U.S. officials say they are still working for the release of Whelan, who was arrested in Moscow in December 2018, convicted of espionage, and is serving a 16-year sentence in a Russian prison. President Biden says the U.S. “will never give up” working for his release.

Who is Paul Whelan?

Paul Whelan, 52, is a Michigan resident who was born in Canada to British parents and moved to the U.S. as a child. He is a citizen of four countries: the US, Canada, the UK and the Irish Republic.


Whelan joined the U.S. Marine Reserves in 1994, and was deployed to Iraq in 2004 and 2006.

It was during his time in the Marines that he first visited Moscow as part of “The Rest and Recuperation Leave Program,” which authorized 15 days of leave to service members on yearlong deployments to Iraq. Whelan was never married and never had children.

In 2008, however, Whelan who had achieved the rank of staff sergeant, was discharged from the Marines following a conviction by court martial for bad conduct. The charges were related to larceny, dereliction of duty, using another’s social security number, and several instances of insufficient check funds.

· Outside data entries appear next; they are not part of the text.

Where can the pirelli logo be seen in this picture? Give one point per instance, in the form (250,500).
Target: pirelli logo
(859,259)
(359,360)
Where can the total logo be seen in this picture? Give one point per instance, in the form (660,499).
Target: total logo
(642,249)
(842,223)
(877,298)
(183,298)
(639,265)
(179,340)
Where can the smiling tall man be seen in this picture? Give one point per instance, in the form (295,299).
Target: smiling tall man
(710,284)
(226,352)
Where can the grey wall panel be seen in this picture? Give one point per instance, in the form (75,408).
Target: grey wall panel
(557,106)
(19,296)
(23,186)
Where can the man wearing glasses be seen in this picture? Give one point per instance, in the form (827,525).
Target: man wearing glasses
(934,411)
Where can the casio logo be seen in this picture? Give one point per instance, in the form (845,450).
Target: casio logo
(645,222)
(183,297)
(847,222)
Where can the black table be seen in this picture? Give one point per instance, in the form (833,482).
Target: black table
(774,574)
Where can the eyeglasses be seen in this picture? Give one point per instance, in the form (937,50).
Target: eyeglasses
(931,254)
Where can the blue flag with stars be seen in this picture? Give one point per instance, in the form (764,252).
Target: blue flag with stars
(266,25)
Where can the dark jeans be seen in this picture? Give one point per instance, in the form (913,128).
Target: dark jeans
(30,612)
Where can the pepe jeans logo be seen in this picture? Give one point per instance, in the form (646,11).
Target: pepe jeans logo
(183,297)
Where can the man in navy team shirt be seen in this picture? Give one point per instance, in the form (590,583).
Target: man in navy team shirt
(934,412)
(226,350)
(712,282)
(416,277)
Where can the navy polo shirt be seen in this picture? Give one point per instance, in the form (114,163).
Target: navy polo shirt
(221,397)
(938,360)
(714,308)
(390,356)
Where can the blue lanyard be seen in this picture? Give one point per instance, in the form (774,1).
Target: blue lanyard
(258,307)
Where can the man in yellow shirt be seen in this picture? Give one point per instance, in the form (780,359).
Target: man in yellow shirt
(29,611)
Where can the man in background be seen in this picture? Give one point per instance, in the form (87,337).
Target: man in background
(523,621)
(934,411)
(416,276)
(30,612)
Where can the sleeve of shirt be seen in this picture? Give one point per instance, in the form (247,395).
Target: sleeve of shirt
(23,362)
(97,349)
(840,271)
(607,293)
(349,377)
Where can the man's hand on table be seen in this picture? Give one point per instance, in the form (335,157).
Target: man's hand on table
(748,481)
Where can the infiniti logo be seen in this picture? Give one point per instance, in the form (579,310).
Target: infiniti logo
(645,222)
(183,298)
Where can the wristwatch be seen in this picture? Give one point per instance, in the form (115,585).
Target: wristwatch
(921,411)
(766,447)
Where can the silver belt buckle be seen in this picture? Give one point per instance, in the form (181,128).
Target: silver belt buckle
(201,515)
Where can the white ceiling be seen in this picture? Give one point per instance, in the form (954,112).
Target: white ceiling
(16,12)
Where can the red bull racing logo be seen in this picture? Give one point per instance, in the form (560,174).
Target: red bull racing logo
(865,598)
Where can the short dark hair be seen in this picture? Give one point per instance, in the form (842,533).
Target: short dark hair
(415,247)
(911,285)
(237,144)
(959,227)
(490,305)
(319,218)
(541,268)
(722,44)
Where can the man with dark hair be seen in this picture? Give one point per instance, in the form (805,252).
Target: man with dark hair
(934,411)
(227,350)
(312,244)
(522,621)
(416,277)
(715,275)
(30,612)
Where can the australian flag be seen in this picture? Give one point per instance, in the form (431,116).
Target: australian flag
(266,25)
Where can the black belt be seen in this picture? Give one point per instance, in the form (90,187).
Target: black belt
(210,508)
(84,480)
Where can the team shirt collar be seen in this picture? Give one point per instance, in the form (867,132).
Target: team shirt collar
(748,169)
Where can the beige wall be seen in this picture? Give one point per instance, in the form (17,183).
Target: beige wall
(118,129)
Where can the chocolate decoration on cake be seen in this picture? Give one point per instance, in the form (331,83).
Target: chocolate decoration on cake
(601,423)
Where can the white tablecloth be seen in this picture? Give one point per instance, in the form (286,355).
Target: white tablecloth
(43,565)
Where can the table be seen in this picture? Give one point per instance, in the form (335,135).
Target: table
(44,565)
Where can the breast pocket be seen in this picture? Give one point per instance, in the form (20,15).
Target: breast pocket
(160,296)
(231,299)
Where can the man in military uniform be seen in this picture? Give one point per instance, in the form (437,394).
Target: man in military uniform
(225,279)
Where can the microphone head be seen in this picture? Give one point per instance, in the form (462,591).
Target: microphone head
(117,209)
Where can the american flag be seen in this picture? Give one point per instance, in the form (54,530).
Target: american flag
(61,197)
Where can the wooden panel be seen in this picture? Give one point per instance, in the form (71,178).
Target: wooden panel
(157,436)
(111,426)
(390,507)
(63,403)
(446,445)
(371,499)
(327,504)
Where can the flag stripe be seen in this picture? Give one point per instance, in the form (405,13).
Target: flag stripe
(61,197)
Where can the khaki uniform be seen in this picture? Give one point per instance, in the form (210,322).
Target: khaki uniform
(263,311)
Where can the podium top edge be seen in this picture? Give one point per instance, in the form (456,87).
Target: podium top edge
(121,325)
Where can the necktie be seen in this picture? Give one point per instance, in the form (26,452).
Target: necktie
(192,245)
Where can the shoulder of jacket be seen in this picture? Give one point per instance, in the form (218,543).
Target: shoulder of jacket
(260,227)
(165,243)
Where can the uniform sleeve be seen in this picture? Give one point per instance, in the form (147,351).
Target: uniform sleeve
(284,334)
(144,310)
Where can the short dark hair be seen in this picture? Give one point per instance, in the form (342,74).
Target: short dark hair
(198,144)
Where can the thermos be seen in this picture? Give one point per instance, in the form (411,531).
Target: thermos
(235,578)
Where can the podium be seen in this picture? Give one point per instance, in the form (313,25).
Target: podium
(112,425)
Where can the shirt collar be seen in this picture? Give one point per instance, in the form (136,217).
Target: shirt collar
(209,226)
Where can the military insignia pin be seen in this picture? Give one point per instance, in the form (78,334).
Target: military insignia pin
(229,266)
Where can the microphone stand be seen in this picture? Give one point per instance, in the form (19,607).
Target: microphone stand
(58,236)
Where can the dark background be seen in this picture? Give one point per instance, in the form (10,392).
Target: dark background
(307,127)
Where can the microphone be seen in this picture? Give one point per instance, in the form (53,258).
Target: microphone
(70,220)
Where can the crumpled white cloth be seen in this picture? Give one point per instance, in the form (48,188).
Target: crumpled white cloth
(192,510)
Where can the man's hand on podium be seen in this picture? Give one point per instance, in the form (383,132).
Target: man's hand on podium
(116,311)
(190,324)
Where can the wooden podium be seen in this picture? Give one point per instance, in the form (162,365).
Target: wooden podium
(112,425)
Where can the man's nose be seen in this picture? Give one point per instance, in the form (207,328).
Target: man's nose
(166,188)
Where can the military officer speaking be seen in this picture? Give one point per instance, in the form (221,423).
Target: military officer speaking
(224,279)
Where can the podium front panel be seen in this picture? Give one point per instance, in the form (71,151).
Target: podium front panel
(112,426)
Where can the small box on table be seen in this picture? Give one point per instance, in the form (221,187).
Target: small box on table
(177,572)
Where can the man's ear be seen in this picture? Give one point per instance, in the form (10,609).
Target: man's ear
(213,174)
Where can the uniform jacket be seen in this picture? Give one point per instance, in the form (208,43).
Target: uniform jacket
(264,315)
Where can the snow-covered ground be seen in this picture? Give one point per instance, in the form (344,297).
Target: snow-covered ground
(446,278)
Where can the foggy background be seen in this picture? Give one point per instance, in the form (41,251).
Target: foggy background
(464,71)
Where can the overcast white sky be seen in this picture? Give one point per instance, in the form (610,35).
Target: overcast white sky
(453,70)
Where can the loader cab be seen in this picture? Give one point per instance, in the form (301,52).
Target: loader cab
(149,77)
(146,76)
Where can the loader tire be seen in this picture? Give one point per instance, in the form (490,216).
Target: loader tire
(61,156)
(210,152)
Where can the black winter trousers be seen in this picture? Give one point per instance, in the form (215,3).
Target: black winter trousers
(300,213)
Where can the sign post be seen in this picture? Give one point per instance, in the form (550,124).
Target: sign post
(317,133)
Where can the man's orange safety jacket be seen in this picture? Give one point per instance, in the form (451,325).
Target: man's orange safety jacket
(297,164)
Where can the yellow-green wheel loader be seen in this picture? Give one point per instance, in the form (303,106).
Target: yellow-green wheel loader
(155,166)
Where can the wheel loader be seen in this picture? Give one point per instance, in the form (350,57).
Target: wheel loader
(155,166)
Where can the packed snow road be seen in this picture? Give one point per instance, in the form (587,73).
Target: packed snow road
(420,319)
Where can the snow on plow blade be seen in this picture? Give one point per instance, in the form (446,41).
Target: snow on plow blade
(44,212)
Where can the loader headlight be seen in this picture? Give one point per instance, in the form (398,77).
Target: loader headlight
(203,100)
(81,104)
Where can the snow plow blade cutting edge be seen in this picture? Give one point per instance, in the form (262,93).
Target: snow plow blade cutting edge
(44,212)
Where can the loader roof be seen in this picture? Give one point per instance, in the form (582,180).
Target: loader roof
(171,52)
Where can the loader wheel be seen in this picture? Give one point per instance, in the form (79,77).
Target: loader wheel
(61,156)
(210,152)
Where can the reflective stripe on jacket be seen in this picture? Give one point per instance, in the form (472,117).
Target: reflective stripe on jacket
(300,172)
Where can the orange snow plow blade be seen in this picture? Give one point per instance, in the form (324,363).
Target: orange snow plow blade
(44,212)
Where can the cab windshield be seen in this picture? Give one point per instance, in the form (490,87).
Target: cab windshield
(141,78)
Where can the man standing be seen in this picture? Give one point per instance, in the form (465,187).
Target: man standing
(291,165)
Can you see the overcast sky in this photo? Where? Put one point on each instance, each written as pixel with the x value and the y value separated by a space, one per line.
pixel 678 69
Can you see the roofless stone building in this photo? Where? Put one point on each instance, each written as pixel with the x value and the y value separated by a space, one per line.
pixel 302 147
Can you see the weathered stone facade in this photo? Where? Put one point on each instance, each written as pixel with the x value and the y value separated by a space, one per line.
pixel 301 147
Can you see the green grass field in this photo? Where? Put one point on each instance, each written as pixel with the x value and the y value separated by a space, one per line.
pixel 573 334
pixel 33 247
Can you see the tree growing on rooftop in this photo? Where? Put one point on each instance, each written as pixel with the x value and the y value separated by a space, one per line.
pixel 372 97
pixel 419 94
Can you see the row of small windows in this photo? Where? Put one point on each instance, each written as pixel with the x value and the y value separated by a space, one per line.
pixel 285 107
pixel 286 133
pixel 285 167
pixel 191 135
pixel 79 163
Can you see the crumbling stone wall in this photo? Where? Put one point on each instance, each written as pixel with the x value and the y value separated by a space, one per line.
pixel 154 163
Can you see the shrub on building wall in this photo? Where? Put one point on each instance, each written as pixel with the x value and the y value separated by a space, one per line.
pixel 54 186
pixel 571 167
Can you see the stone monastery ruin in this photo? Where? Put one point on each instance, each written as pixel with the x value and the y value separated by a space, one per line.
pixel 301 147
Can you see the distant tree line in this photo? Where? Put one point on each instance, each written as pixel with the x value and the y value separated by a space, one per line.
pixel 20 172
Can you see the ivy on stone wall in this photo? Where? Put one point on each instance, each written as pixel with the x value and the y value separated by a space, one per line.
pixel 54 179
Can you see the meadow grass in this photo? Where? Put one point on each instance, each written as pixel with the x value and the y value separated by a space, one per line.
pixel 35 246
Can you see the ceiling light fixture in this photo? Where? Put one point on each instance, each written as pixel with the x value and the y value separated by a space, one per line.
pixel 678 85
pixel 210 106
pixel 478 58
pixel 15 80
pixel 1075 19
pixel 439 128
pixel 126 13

His family was unaware of the events.

Court documents released by the military show he was accused of attempting to steal more than $10,000 while on duty in Iraq, where he worked as a clerk, in September 2006. He was also convicted of using a false Social Security number and profile for a military computer system to grade his own examinations, and of writing 10 bad checks totaling around $6,000.

Detroit News

Law Enforcement?

In the early 1990’s Whelan began a career in law enforcement as a parking enforcement officer, dispatcher and school crossing guard. Whelan said he was a Chelsea police officer from 1988-2000. Court records and interviews reveal he was a part-time $7/hour officer in Chelsea (west of Ann Arbor). He filed a whistle-blower lawsuit against the Chelsea PD in 1995, claiming an officer at the scene of a carnie dispute stole groceries. Following the lawsuit, Whelan claimed harassment and threats, and was eventually suspended.

Whelan also said he worked as a deputy for the Washtenaw County Sheriff’s Department, but Washtenaw County says there is no record of Paul Whelan working for them.

Whelan’s brother, David, said Paul had connections to the sheriff’s office going back to his days as a Police Explorer, a kind of law enforcement version of the Boy Scouts. But he acknowledged that he wasn’t certain Paul was a sheriff’s deputy and said that the two didn’t discuss their work lives.


Corporate Security Expert?

In the early 2000’s Whelan started as an IT project manager for Kelly Services, and was promoted to senior manager of global security and investigations in 2010.

According to court documents, he was in charge of the company’s campus security group, and his duties included managing and conducting investigations, as well as handling some purchasing.

In 2016, Whelan left Kelly Services to become director of global security for US-based automotive components supplier BorgWarner, where Whelan was “responsible for overseeing security” at facilities in Michigan and around the world, a company statement said. It does not have any facilities in Russia.

Ties to Russia?

Since 2006, Whelan made a number of trips to Russia and developed an in-depth knowledge of the country.

One person who deployed to Iraq with him in 2006 recalled Whelan learning Russian while the unit was there, writing the Cyrillic alphabet out on a board. 

It was due to his knowledge about Russia that he was asked to attend the wedding of a fellow former Marine and help assist other Americans in navigating Moscow.

According to what to appears to be Paul Whelan’s profile on the popular Russian social media platform VKontakte, he posted “God save President Trump” — flanked by flag emojis — on Inauguration Day in 2016. A 2010 post referred to then-President Barack Obama as a “moron.” In March 2014, around the time of Russia’s annexation of Crimea, Whelan suggested that “Putin can have Alaska, as long as he takes Sarah Palin, too!” 

Whelan’s arrest was a few weeks after Russian national Maria Butina agreed to cooperate with federal prosecutors; she pleaded guilty to conspiring to act as an agent for the Kremlin after working for years to infiltrate American political groups, including the National Rifle Association.